Mario Cervera Profile picture
I help you become better software engineer. Clean code, TDD, testing, design, algorithms & DS. Software craftsman @lifullconnect. Lecturer @UniversidadVIU. PhD.

Jul 6, 2020, 6 tweets

Several days ago, I published a tweet where I asked which of these two statements was better:

1⃣ dog.expressHappiness();
2⃣ dog.getBody().getTail().wag();

Many things can be said in favor of the first statement.

A thread 🧵 1/6

#SoftwareEngineering #oop #100DaysOfCode

The first statement:

🔹 Increases readability: it expresses the intent of the code clearly.
🔹Reduces complexity: it contains only one method call.
🔹Hides implementation details: it expresses "what" the code does, not "how". 2/6

The second statement makes changes difficult.

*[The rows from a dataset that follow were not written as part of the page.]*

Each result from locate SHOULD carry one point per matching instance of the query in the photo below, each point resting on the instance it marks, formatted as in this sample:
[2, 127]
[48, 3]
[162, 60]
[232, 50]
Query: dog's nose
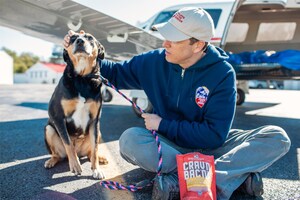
[79, 41]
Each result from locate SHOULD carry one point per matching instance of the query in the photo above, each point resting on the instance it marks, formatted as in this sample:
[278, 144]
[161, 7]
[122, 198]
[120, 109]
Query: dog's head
[83, 52]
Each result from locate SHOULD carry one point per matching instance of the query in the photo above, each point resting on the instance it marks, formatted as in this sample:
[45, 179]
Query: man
[193, 92]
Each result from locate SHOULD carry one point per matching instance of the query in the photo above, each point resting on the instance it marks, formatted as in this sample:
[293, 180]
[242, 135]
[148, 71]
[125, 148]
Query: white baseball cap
[188, 22]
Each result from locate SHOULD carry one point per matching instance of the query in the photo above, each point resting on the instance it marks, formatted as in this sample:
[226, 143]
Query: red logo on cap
[179, 17]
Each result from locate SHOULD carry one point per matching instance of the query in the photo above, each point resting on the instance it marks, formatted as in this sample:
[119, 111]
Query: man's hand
[152, 121]
[67, 37]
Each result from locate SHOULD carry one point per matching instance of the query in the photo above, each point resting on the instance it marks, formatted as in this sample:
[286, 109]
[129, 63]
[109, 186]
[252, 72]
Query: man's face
[181, 52]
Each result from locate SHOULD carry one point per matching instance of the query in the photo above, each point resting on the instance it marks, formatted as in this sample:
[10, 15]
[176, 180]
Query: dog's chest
[81, 115]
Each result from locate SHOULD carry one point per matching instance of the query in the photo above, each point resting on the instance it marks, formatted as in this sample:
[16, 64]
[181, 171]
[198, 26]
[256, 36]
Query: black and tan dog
[73, 128]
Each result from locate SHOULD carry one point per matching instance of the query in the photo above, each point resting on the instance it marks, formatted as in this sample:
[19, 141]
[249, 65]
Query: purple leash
[133, 188]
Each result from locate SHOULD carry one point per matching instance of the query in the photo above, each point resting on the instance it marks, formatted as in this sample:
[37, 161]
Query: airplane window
[281, 31]
[237, 32]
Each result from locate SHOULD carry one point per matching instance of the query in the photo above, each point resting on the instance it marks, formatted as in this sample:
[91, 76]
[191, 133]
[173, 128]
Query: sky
[130, 11]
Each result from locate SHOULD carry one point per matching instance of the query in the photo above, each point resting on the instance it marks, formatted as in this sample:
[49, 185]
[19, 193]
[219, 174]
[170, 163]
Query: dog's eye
[73, 38]
[90, 38]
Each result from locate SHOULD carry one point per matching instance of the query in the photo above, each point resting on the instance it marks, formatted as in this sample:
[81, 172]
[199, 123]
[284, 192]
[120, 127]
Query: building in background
[46, 73]
[6, 68]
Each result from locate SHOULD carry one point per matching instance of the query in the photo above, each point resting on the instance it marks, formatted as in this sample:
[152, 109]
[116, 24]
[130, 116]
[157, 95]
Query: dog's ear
[101, 51]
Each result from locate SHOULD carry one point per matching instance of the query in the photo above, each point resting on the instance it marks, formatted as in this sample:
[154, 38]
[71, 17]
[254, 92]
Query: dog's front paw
[51, 162]
[75, 167]
[98, 174]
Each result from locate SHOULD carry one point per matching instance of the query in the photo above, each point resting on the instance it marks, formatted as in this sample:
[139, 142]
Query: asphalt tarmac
[23, 115]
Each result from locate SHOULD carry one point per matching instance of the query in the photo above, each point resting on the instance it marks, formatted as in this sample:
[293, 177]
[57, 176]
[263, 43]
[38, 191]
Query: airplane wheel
[240, 97]
[144, 104]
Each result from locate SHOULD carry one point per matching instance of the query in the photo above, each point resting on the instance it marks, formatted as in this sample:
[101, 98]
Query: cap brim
[169, 32]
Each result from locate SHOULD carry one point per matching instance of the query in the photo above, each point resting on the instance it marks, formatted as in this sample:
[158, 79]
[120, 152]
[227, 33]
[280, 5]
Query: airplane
[241, 26]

❓ What happens if happiness must now be expressed by "jumping and barking"?

We have to apply changes in all places where statement 2 (or a similar version of it) appears.

This is how systems become *rigid* and hard to change. 3/6

📔 The "Law of Demeter" says that a module should not know about the internals of the objects it manipulates.

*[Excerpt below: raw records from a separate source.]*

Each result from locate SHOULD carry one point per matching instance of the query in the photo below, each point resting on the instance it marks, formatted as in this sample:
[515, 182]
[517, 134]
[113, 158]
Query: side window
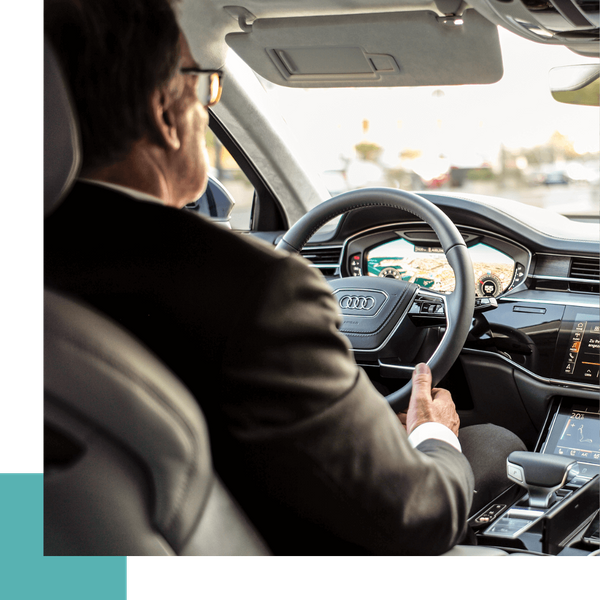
[225, 169]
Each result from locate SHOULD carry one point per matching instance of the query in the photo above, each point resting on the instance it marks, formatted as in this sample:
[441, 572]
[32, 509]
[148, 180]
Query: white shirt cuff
[436, 431]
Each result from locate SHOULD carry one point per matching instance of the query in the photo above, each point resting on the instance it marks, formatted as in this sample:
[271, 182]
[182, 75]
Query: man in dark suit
[309, 447]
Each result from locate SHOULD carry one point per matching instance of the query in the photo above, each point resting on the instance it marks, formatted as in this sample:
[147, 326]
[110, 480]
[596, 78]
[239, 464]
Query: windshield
[510, 139]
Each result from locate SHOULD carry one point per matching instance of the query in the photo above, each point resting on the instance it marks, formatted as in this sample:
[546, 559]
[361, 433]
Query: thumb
[421, 380]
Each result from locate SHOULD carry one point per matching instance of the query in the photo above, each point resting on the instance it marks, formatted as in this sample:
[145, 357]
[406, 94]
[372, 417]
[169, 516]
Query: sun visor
[385, 49]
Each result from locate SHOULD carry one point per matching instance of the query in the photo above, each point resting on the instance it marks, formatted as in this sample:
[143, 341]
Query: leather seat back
[127, 464]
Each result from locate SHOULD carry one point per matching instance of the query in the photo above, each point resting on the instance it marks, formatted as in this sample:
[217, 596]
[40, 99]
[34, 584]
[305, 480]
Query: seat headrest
[60, 133]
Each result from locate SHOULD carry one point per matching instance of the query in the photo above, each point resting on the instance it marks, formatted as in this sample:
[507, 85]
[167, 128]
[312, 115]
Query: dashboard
[414, 254]
[537, 341]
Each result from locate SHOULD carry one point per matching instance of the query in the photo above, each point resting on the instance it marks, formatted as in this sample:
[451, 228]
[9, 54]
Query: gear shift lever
[540, 474]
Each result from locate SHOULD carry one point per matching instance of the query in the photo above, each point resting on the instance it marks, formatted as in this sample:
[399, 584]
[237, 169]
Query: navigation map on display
[427, 266]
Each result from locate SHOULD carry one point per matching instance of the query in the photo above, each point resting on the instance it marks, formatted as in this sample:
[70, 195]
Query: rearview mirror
[576, 84]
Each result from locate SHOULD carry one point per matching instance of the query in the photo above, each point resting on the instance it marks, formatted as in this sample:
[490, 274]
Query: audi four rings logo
[357, 302]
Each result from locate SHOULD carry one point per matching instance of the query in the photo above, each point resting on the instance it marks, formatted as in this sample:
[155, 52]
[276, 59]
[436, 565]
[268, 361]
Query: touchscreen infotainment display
[575, 432]
[582, 358]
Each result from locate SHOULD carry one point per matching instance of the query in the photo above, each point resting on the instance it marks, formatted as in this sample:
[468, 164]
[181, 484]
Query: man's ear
[163, 116]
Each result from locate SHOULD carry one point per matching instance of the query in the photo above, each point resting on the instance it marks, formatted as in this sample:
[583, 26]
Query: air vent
[326, 258]
[585, 275]
[585, 268]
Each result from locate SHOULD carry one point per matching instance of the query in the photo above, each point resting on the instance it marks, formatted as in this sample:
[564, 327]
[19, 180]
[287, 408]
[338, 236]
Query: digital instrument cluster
[402, 255]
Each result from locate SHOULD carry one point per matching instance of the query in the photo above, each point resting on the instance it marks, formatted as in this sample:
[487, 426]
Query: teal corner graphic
[25, 573]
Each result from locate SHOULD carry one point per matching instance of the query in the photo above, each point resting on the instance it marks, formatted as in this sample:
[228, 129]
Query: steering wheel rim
[460, 303]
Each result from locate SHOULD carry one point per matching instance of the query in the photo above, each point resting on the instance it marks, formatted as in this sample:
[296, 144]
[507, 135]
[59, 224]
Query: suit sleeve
[322, 440]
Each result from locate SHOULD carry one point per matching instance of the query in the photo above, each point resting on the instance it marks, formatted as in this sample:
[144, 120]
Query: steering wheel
[375, 309]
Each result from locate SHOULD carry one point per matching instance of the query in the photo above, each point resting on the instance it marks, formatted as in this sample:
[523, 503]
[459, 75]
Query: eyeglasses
[209, 85]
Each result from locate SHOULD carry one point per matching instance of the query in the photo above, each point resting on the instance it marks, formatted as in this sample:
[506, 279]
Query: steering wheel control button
[355, 265]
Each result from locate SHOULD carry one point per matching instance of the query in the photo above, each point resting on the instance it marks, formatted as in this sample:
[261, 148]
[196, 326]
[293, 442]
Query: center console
[553, 507]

Statement 2 violates this principle because it asks the dog about its internal structure (body and tail).

Statement 2 breaks encapsulation and increases coupling. 4/6

We should not be forced to traverse the graph of objects, searching for the method we want to call. We should be able to directly tell an object what to do:

➡️ object.doSomething();

📔 This is called the "Tell Don't Ask" principle. 5/6

The first statement facilitates testing.

If we want to unit test a piece of code that calls the "expressHappiness" method, we can mock the implementation of this method.